And right at the centre we have the father and his son, running from both.
We know they have to get somewhere and there is some urgency, but why and how this will all work is what gives the film its momentum as they race against time to beat their pursuers to the goal, picking up his mother on the way (played by Kirsten Dunst). Part of the beauty of this film is the way it tells the story and the way it holds its information back for the viewer, so you are doing the work. It is not a difficult plot to follow: people in car driving from A to B with other people in pursuit, but there is none of that, ‘So tell me again why we are here?’ kind of dialogue. The movie reveals its story as the characters discover more about their own – since it becomes clear that no one in this tale knows the whole truth of what is going on.
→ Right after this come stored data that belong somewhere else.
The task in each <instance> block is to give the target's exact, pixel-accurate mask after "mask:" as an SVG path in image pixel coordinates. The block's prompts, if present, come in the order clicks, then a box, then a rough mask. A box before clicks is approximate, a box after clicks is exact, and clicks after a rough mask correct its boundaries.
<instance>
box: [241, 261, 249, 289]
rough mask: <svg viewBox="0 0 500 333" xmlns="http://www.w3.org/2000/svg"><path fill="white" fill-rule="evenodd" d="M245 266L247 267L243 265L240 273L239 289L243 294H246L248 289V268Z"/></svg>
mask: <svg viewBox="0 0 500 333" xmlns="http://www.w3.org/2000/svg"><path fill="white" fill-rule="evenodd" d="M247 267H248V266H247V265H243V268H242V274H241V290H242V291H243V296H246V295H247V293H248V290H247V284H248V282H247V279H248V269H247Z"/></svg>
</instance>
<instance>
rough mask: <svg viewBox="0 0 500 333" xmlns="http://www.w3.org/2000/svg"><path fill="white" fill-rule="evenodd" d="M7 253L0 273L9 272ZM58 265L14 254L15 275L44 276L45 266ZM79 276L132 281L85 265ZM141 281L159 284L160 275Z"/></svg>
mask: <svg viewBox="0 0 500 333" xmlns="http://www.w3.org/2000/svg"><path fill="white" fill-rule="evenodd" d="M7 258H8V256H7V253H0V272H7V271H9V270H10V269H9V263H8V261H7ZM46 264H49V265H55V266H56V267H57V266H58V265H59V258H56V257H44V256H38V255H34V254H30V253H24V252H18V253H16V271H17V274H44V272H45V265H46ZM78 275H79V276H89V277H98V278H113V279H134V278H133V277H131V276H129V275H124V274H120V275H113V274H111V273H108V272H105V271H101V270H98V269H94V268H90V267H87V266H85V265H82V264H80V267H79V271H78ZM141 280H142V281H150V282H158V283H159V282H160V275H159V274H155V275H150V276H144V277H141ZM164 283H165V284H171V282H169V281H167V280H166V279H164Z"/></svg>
Because of the wariness others have felt about revealing too much of the plot, I was almost surprised by the lack of twist. It does not so much set your expectations up and then drop kick you to somewhere else, but leads you towards an idea which ultimately serves the story about the relationship that parents have with their children, about the tension between the fierce instinct to protect them and letting them free with all the attendant risks that doing so carries – both to children and to the parents.
The final scene does have a tiny sting in the tale – but blink and you will miss it, because in the end the whole is more important that the parts – although the parts are very engaging along the way. A very strong cast which also includes Jaeden Lieberher as the boy, Sam Shepard and the currently ubiquitous Adam Driver. Recommended.